The CMSU’s senior management team is comprised exclusively of professionals, each of whom bring with them over 20 years of experience from diverse roles (e.g. operations, clinical trials, QA, packaging development, regulatory compliance, drug development and project management) within the pharmaceutical and medical device industries. Our extensive industry experience combined with the resources available within a world-class academic research institution allow us to provide our clients with a uniquely integrated approach to delivering clinical strategy, packaging, labeling and logistics solutions and support for clinical trial programs or stand-alone trials, from proof-of-concept through Phase IV. Our distribution capabilities and project management experience ensure products are of the highest quality, delivered on time and to our clients’ satisfaction.
Cornelia Kamp, MBA
Executive Director Strategic Initiatives
Phone: (585) 355-5341
Cornelia has served on the University of Rochester faculty for the past 20 years and has been the Executive Director of CMSU, in CHeT, since its inception in 2008. She received a Masters Degree in Business Administration (Operations Management and Finance) in 1994 from the William E. Simon School of Business Administration, at the University of Rochester. She has had more than 25 years experience in pharmaceutical-based research including: clinical drug/device supply services, project management, data management, operations, budgets, contracts, site management, and site activation. Cornelia has overseen the operations of more than 150 multi-center international clinical trials mostly in CNS and acute and chronic pain.
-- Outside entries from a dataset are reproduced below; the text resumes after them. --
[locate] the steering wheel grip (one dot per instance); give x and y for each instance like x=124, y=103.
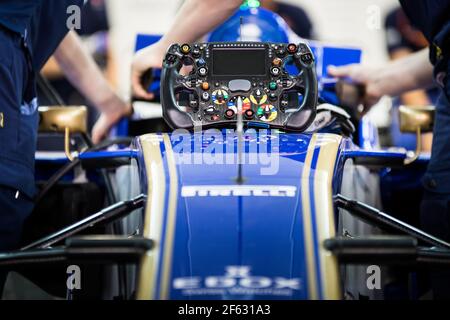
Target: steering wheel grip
x=174, y=117
x=302, y=119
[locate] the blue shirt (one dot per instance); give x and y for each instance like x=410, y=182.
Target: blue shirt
x=432, y=17
x=43, y=23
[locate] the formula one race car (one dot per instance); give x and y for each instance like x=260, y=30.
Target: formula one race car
x=242, y=200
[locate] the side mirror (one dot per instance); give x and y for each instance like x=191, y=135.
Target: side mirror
x=416, y=120
x=65, y=120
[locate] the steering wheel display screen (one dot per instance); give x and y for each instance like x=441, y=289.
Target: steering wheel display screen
x=239, y=62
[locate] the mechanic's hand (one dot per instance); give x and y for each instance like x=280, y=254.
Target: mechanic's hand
x=145, y=59
x=108, y=119
x=361, y=75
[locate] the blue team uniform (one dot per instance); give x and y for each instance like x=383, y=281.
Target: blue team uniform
x=30, y=31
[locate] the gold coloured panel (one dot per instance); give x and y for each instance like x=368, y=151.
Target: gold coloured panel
x=414, y=118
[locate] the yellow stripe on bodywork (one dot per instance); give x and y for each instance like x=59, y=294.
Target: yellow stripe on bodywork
x=171, y=219
x=154, y=212
x=325, y=219
x=307, y=221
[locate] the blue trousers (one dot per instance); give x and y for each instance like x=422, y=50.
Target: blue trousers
x=14, y=209
x=17, y=140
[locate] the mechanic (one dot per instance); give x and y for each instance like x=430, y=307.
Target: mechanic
x=432, y=17
x=194, y=19
x=30, y=31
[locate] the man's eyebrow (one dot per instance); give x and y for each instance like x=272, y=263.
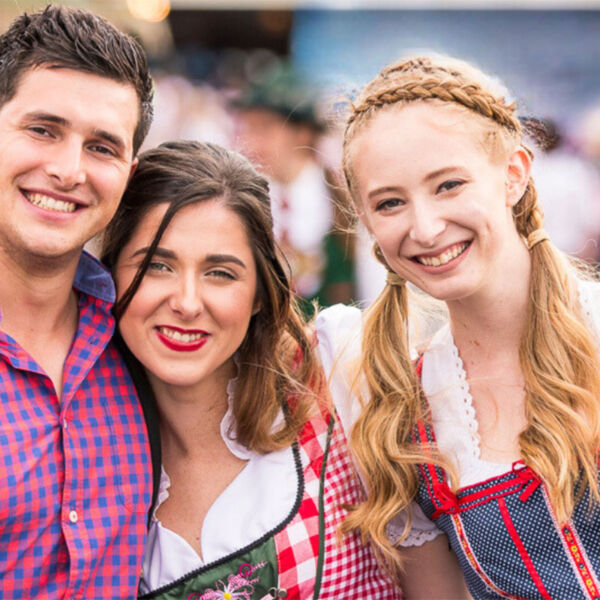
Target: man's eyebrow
x=209, y=258
x=439, y=172
x=111, y=138
x=39, y=115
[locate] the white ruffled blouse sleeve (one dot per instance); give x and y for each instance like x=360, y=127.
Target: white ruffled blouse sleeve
x=338, y=331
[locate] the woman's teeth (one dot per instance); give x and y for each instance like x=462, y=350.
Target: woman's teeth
x=444, y=257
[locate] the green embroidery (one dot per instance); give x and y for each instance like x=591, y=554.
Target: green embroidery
x=248, y=576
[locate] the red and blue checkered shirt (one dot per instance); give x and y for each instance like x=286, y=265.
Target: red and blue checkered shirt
x=75, y=471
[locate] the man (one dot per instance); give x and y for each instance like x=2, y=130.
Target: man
x=75, y=105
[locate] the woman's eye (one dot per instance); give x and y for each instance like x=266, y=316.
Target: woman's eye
x=449, y=185
x=101, y=149
x=389, y=204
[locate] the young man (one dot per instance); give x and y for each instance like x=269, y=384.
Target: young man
x=75, y=105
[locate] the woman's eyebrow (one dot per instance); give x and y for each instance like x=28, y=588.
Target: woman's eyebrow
x=162, y=252
x=223, y=258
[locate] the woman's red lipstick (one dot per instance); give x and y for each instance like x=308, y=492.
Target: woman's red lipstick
x=178, y=344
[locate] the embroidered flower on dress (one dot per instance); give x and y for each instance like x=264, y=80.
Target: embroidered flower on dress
x=239, y=586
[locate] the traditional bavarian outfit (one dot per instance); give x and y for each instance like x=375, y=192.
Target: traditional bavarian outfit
x=272, y=532
x=500, y=522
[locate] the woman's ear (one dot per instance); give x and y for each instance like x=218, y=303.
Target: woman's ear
x=518, y=170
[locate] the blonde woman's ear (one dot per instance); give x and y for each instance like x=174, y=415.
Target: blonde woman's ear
x=518, y=170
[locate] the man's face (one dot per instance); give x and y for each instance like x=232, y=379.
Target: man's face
x=65, y=159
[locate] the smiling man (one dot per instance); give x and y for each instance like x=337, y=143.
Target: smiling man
x=75, y=105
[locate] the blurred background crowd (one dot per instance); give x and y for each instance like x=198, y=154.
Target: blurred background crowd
x=272, y=78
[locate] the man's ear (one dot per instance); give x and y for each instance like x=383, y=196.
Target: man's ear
x=518, y=170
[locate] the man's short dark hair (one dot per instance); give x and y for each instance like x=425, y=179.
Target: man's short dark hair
x=65, y=37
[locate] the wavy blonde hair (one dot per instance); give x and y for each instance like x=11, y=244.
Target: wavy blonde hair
x=557, y=354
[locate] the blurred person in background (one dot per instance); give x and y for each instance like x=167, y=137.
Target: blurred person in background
x=279, y=128
x=569, y=188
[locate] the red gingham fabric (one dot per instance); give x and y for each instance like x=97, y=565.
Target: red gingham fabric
x=75, y=471
x=350, y=570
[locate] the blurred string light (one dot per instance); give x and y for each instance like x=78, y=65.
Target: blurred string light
x=153, y=11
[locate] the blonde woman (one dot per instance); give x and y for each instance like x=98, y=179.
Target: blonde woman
x=491, y=437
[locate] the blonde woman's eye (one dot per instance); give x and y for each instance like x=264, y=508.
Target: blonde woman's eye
x=157, y=267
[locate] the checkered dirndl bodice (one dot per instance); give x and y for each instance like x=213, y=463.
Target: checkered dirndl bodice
x=302, y=559
x=506, y=537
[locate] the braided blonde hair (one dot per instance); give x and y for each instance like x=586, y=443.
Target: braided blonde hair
x=557, y=355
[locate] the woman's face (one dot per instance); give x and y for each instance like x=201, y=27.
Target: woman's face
x=437, y=202
x=193, y=307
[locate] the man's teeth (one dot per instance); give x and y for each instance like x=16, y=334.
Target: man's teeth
x=51, y=203
x=186, y=338
x=444, y=257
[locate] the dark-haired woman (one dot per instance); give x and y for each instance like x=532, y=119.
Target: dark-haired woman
x=255, y=466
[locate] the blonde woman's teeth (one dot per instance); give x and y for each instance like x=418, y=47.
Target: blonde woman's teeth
x=50, y=203
x=443, y=258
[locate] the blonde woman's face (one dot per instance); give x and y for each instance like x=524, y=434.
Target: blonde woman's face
x=435, y=200
x=194, y=305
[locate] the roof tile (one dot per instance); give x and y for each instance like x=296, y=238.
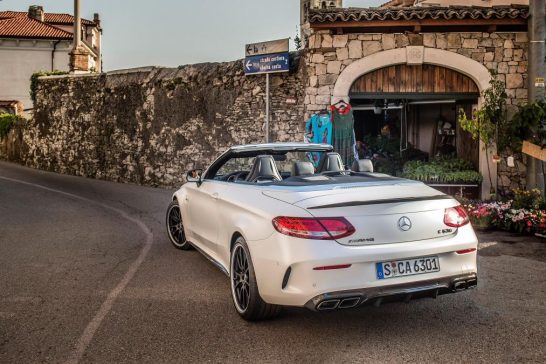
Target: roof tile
x=24, y=27
x=53, y=18
x=418, y=13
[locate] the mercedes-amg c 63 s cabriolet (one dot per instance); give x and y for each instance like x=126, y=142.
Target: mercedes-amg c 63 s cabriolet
x=288, y=233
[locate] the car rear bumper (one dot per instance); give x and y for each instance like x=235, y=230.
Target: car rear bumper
x=398, y=292
x=284, y=268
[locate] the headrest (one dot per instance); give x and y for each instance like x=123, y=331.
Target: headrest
x=302, y=168
x=331, y=162
x=264, y=170
x=363, y=165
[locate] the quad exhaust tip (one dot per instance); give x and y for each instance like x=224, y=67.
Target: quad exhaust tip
x=466, y=284
x=328, y=305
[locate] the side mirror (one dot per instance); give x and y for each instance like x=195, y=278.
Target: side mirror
x=194, y=175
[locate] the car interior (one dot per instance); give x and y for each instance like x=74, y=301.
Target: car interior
x=296, y=169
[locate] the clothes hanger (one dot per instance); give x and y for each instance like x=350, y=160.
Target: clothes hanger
x=341, y=102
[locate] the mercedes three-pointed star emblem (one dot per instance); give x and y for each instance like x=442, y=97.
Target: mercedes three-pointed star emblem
x=404, y=223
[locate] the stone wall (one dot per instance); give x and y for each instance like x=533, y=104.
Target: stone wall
x=505, y=53
x=150, y=126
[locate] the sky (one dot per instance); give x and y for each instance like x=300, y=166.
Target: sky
x=177, y=32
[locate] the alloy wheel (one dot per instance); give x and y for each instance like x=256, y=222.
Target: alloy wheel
x=176, y=227
x=240, y=278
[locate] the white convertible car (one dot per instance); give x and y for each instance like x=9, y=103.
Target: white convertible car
x=289, y=234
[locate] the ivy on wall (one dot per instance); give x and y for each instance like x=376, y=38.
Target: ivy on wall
x=7, y=121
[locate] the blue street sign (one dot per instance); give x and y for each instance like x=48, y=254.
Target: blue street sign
x=267, y=63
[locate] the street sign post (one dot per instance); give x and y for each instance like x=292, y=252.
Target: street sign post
x=265, y=58
x=274, y=46
x=268, y=63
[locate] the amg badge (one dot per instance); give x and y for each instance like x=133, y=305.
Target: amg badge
x=404, y=223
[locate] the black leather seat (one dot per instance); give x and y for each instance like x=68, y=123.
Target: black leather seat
x=363, y=165
x=331, y=162
x=303, y=168
x=264, y=170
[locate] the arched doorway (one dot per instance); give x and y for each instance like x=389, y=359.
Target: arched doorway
x=417, y=87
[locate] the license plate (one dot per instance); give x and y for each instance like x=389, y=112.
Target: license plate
x=408, y=267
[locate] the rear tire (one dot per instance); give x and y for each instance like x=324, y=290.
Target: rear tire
x=175, y=227
x=244, y=288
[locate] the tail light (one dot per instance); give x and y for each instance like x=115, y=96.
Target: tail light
x=455, y=216
x=327, y=228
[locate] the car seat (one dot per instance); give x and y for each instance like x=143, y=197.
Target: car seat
x=363, y=165
x=300, y=168
x=264, y=170
x=331, y=162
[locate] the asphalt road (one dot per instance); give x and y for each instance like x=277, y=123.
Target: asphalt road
x=88, y=275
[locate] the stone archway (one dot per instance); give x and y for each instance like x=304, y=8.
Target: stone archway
x=415, y=55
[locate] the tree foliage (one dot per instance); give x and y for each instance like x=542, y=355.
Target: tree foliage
x=34, y=80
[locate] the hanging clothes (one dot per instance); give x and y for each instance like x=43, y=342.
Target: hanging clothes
x=318, y=129
x=344, y=133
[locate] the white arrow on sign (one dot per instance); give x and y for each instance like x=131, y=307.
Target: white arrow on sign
x=248, y=65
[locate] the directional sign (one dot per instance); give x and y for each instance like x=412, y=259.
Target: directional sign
x=268, y=63
x=274, y=46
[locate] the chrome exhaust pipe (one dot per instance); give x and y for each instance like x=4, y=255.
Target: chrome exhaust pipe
x=349, y=302
x=459, y=286
x=328, y=305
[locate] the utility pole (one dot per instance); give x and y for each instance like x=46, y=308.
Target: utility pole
x=536, y=74
x=79, y=56
x=77, y=24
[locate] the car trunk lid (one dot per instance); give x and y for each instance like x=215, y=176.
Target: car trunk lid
x=383, y=214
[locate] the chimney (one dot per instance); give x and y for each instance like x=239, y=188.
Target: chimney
x=96, y=19
x=36, y=12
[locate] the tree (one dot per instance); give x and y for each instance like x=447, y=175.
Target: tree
x=297, y=40
x=489, y=120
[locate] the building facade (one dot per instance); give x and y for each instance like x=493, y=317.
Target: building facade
x=414, y=69
x=38, y=41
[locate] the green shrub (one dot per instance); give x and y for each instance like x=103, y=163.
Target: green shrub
x=525, y=199
x=442, y=171
x=34, y=80
x=7, y=121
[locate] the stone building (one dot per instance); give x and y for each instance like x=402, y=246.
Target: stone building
x=39, y=41
x=416, y=66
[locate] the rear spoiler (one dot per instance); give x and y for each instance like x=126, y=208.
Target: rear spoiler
x=381, y=202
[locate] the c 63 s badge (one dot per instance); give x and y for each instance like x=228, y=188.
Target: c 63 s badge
x=361, y=241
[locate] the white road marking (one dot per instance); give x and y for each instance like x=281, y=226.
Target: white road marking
x=106, y=307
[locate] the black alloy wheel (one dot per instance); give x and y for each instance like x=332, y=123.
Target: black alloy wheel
x=175, y=227
x=244, y=287
x=239, y=279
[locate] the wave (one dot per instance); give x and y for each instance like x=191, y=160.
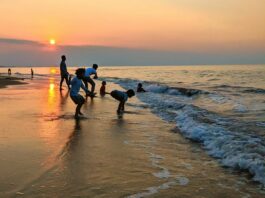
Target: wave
x=242, y=89
x=222, y=137
x=156, y=87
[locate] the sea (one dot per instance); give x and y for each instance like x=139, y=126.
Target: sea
x=221, y=108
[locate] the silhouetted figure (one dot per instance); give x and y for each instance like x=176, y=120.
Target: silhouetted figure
x=76, y=84
x=122, y=97
x=32, y=72
x=87, y=79
x=9, y=71
x=64, y=73
x=103, y=88
x=140, y=88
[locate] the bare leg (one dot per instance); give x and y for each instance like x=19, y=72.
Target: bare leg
x=67, y=82
x=85, y=82
x=61, y=83
x=77, y=110
x=93, y=85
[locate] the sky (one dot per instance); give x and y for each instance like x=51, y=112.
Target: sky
x=132, y=32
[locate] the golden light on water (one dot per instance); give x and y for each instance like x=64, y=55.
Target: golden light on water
x=52, y=41
x=51, y=89
x=53, y=70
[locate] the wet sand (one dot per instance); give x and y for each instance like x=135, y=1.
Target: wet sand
x=45, y=152
x=6, y=80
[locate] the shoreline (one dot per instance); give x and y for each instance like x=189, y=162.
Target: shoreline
x=8, y=80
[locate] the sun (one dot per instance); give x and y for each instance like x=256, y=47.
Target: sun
x=52, y=41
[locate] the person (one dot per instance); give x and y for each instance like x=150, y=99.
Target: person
x=140, y=88
x=122, y=97
x=87, y=79
x=103, y=88
x=64, y=72
x=76, y=84
x=9, y=71
x=32, y=73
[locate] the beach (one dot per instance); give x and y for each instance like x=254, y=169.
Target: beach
x=45, y=152
x=6, y=80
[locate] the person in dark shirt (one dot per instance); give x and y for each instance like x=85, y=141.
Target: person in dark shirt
x=103, y=88
x=140, y=88
x=64, y=73
x=122, y=97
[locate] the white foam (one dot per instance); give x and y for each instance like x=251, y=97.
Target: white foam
x=236, y=150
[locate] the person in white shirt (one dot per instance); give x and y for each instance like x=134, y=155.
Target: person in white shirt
x=87, y=79
x=76, y=84
x=122, y=97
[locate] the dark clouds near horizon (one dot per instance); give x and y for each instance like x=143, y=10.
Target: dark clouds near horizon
x=21, y=52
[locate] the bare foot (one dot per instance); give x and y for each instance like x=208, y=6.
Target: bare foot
x=76, y=116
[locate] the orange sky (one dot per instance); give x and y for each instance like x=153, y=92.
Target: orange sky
x=153, y=24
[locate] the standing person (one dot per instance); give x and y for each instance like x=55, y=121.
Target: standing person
x=122, y=97
x=76, y=84
x=9, y=71
x=64, y=72
x=32, y=73
x=88, y=79
x=103, y=88
x=140, y=88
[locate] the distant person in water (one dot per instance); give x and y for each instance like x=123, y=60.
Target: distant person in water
x=140, y=88
x=87, y=79
x=103, y=88
x=32, y=72
x=9, y=71
x=76, y=84
x=64, y=73
x=122, y=97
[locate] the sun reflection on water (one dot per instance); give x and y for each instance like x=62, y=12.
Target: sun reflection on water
x=51, y=95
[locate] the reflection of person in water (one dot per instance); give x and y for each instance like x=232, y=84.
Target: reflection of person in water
x=32, y=73
x=140, y=88
x=122, y=97
x=87, y=79
x=64, y=73
x=103, y=89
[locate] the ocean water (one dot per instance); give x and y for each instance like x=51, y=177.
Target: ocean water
x=219, y=108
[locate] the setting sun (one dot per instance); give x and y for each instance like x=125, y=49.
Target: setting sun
x=52, y=41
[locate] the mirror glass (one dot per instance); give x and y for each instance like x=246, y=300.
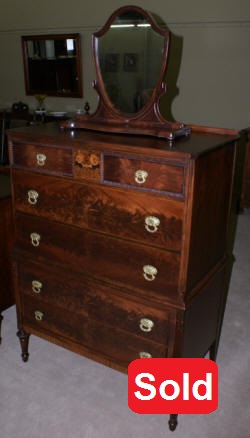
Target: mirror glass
x=52, y=65
x=130, y=60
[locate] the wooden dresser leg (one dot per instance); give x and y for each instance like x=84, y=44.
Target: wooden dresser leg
x=173, y=421
x=24, y=341
x=1, y=318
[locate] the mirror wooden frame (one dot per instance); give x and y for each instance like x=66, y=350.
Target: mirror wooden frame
x=77, y=91
x=148, y=120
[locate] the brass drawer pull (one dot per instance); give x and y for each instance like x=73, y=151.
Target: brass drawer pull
x=152, y=223
x=39, y=315
x=32, y=197
x=146, y=325
x=40, y=159
x=144, y=355
x=149, y=272
x=141, y=176
x=37, y=286
x=35, y=239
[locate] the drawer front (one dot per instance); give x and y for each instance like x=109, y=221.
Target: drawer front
x=92, y=300
x=145, y=268
x=115, y=344
x=157, y=176
x=44, y=159
x=139, y=216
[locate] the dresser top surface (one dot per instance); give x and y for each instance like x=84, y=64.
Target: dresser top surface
x=198, y=143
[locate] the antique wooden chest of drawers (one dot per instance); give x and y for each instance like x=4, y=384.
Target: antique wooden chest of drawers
x=245, y=192
x=6, y=240
x=121, y=241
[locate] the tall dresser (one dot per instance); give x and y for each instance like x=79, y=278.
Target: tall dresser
x=121, y=241
x=245, y=192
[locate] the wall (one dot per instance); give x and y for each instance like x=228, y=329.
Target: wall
x=213, y=84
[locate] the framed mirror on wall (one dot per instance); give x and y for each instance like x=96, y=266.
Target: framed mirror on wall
x=52, y=64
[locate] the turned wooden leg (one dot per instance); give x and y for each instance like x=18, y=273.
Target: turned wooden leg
x=173, y=421
x=24, y=341
x=1, y=318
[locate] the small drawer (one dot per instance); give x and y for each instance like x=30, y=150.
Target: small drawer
x=111, y=343
x=54, y=288
x=44, y=159
x=147, y=175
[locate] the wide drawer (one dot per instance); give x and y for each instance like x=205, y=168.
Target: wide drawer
x=91, y=299
x=148, y=269
x=45, y=159
x=117, y=345
x=143, y=174
x=140, y=216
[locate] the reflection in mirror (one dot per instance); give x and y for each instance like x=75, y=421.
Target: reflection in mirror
x=52, y=65
x=130, y=56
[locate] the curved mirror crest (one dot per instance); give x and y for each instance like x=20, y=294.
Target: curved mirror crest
x=130, y=58
x=130, y=54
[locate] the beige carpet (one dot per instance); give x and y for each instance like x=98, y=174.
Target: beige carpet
x=60, y=394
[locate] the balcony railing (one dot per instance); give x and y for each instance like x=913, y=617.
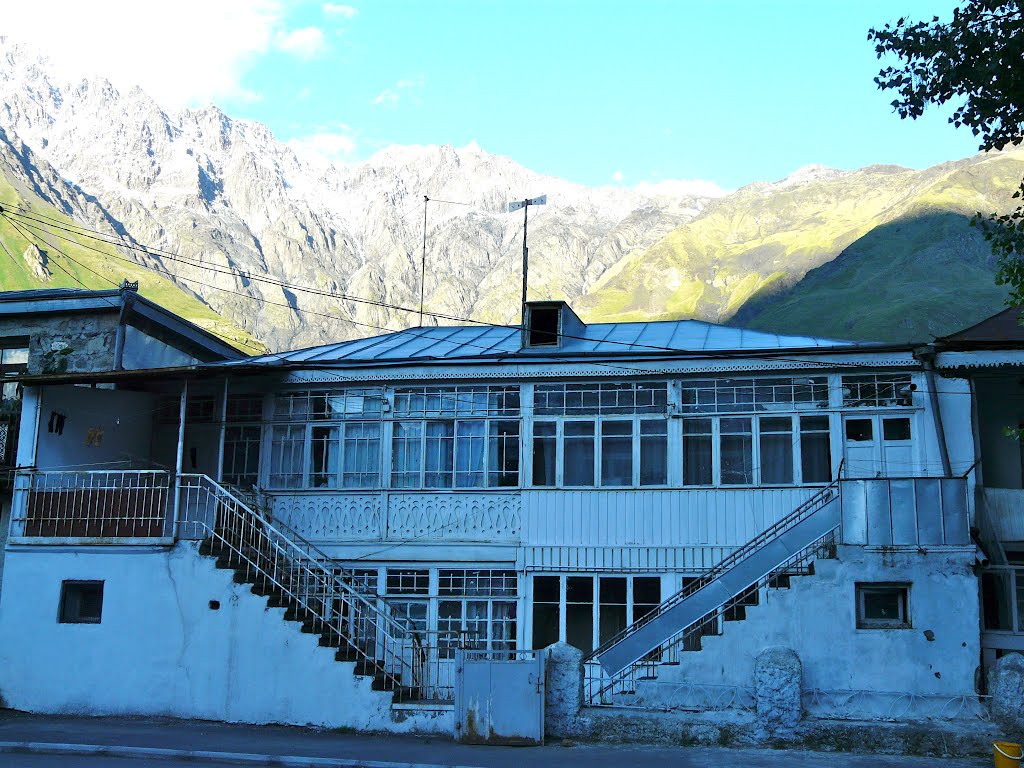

She has managed over 23 INDs from initial submission through annual reporting and creation of the final Clinical Summary Reports (CSRs). She served as the Director of Clinical Research Operations at the Clinical Trials Coordination Center (CTCC) at the University of Rochester for more than 8 years and was formerly Vice President of Site Operations for SCIREX (now the Premier Research Group). She has served as a consultant to the Clintrex Research Corp, clinical research company that works with pharmaceutical organizations to operationalize development pathways for new treatments for CNS diseases, since its inception in 2010.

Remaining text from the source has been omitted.